O Brasil registrou 1.576 notificações de casos suspeitos da doença de Creutzfeldt-Jakob (DCJ) entre 2005 e 2021, segundo dados do Ministério da Saúde. A enfermidade é rara, provoca uma rápida deterioração das funções neurológicas e, atualmente, não possui tratamento capaz de interromper sua progressão.
A DCJ pertence ao grupo das encefalopatias espongiformes transmissíveis e está relacionada à ação de príons, proteínas anormais que podem se acumular no cérebro e provocar alterações no tecido nervoso.
A evolução da doença costuma ser muito mais rápida do que a observada em outras doenças neurodegenerativas. Cerca de 90% dos pacientes morrem dentro de um ano após o início dos sintomas, de acordo com informações do Ministério da Saúde.
São Paulo concentra maior número de notificações
A doença integra a Lista Nacional de Doenças de Notificação Compulsória desde 2005. O acompanhamento dos casos permite às autoridades conhecer melhor a distribuição da enfermidade e estabelecer medidas de biossegurança.
Entre os estados brasileiros, São Paulo apresentou o maior número de notificações suspeitas, com 512 registros. Na sequência aparecem Paraná, com 189, e Minas Gerais, com 158.
A maior parte das notificações ocorreu entre pessoas com 55 a 74 anos.
Sintomas aparecem e evoluem rapidamente
A DCJ pode provocar uma série de alterações neurológicas, que tendem a evoluir rapidamente. Entre os principais sinais estão:
- perda de coordenação motora e tremores;
- espasmos musculares involuntários;
- alterações de memória e raciocínio;
- confusão mental e demência;
- dificuldades de fala e visão;
- alterações do sono e fadiga;
- perda progressiva de movimentos.
Maioria dos casos ocorre de forma espontânea
A forma esporádica é responsável pela maioria dos casos de DCJ. Nessa modalidade, a causa exata do surgimento da doença ainda não é conhecida e não há um padrão de transmissão estabelecido.
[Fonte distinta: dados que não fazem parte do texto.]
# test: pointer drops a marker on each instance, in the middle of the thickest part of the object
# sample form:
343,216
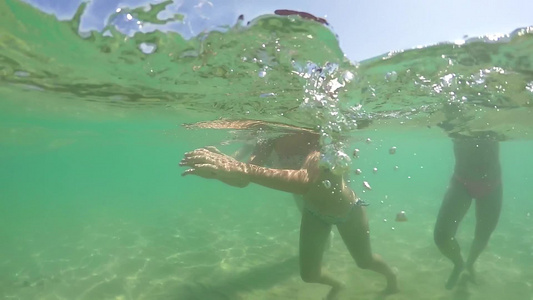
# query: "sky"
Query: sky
365,28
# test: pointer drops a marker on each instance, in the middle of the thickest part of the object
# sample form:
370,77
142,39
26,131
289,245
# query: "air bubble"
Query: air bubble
327,184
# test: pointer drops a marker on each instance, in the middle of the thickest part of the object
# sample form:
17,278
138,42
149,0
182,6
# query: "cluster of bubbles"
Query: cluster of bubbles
322,102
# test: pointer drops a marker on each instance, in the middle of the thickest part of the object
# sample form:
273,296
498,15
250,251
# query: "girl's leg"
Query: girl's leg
488,210
356,236
313,236
452,211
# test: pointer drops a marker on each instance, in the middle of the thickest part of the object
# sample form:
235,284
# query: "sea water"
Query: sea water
92,204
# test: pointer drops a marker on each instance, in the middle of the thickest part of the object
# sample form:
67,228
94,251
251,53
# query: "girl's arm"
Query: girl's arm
211,163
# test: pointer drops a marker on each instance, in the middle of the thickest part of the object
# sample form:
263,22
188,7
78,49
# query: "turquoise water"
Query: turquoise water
92,204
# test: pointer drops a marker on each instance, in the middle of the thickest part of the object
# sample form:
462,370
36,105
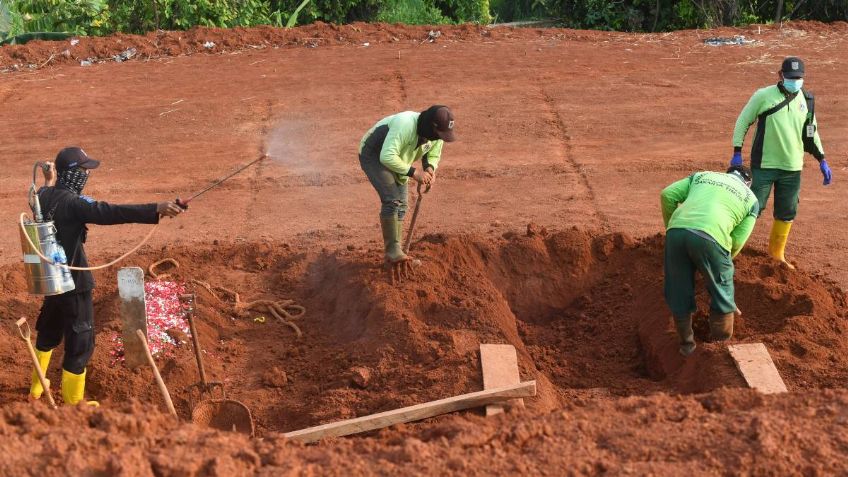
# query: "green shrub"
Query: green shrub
411,12
81,17
463,11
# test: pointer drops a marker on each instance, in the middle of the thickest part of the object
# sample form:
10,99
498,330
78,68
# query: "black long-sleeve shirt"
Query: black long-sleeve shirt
71,212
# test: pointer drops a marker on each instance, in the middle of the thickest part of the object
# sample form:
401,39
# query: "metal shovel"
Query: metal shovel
408,242
219,413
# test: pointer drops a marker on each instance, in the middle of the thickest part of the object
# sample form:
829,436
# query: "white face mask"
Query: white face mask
793,85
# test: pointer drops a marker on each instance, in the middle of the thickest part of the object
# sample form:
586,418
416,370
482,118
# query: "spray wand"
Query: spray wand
184,203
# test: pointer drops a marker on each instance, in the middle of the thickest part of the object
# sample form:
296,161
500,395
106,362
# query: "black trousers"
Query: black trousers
69,316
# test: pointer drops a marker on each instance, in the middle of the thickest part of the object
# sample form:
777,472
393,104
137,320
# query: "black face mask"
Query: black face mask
426,125
73,179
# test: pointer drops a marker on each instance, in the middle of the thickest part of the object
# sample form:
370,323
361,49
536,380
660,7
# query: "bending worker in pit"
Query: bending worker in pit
786,128
70,316
387,153
708,218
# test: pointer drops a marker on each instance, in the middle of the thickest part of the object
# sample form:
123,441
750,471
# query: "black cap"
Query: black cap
792,68
71,157
443,120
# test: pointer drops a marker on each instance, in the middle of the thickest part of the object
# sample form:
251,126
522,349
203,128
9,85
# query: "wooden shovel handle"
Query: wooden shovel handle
24,325
162,388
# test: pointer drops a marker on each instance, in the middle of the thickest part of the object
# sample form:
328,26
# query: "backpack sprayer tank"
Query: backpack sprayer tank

Também existem formas hereditárias, relacionadas a alterações genéticas familiares, e casos iatrogênicos, extremamente raros, associados à exposição acidental durante determinados procedimentos médicos.
Outra forma, igualmente rara, está relacionada ao consumo de carne contaminada pela encefalopatia espongiforme bovina, conhecida como doença da vaca louca.
A DCJ não é transmitida pelo contato social comum nem pelo ar.
Tratamento é voltado ao controle dos sintomas
Até o momento, não existe terapia capaz de reverter ou interromper a evolução da doença. Por isso, o atendimento é direcionado principalmente ao controle dos sintomas e à oferta de cuidados paliativos, com acompanhamento multidisciplinar.
A rápida progressão da DCJ torna o diagnóstico e o acompanhamento médico fundamentais para orientar os cuidados necessários ao paciente e à família.